Say I have a .txt file like this:

11111111111111Hello and welcome to stackoverflow. stackoverflow will hopefully provide me with answers to answers i do not know. Hello and goodbye.11111111111111

Then I would have an equivalent in binary form (.bin file) created as such:

Stream.Write(intBytes, 0, intBytes.Length); // 11111111111111
Stream.Write(junkText, 0, junkText.Length); // Hello and welcome to stackoverflow...
Stream.Write(intBytes, 0, intBytes.Length); // 11111111111111

The first example compresses better than the second. If i removed the 11111111111111 they compress to the same size. But having the 11111's means the .txt version compresses better.

byte[] intBytes = BitConverter.GetBytes(11111111111111); // This is 8 bytes
byte[] strBytes = UTF8Encoding.UTF8.GetBytes("11111111111111"); // This is 14 bytes

This is using the native C++ Zlib library.

Before compression the .bin file is lesser in size and I was expecting this.

Why is it that after compression the .txt version is lesser in size? It seems it compresses that better than the bin equivalent.
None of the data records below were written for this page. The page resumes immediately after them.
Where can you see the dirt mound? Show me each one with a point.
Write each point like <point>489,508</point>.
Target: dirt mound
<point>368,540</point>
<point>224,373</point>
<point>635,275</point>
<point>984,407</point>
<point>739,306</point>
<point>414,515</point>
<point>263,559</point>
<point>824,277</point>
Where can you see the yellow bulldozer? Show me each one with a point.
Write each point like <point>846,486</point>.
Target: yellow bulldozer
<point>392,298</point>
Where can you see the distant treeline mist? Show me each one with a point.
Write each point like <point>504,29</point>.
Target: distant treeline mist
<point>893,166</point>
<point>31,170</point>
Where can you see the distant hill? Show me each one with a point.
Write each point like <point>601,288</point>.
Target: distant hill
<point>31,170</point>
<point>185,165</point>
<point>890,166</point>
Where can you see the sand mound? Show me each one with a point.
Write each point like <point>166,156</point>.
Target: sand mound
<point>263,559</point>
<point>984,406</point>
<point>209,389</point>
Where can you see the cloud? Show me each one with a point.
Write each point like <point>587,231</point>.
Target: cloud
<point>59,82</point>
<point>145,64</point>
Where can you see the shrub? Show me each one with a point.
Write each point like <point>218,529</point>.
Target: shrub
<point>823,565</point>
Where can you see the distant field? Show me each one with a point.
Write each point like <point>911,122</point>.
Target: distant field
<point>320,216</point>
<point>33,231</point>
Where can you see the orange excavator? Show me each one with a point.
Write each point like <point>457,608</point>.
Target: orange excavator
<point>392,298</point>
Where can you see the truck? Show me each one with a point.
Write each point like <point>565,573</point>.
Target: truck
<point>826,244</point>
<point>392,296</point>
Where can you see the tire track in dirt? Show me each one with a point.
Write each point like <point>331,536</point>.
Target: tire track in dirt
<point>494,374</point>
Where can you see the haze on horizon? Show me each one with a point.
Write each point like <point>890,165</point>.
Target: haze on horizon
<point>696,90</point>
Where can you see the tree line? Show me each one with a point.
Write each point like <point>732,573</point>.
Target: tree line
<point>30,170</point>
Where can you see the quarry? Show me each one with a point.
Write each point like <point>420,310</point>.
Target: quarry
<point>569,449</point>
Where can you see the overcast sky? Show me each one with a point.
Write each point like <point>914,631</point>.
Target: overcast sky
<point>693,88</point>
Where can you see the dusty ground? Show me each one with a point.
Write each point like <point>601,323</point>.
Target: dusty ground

bin file: Uncompressed Size:2448 Compressed Size:177

txt file: Uncompressed Size:2460 Compressed Size:167

1
How is the .txt file stored? UTF-8 or another format? If there is a difference in formats, that explains the difference in size. UTF-8 is a variable width encoding format that can explain the difference you are seeing.JugsteR
What does "compress better" mean? Absolute size or percent? Please post the numbers.usr
I was more interested that the txt file was larger than the bin before compression, but afterwards the txt was compressed better to a smaller file. The default encoding for txt files on windows 7 is utf-8 i think.Science_Fiction

1 Answers

2
votes

So a bigger file compresses to a smaller file. There are two explanations that I can offer:

  1. Compression works when the input has low entropy. Try to compress random data of 180 bytes and the compressed size will be even larger than the best of your test cases. Prepending binary ones means that the compressor has to deal with binary data and text at the same time. New byte values are introduced that do not occur at all in text. This increases entropy of the file.
  2. All compression have weak and strong spots (except for perfect "Kolmogorov"-compression). You might be seeing an anomaly caused by some implementation detail. The difference is not big after all.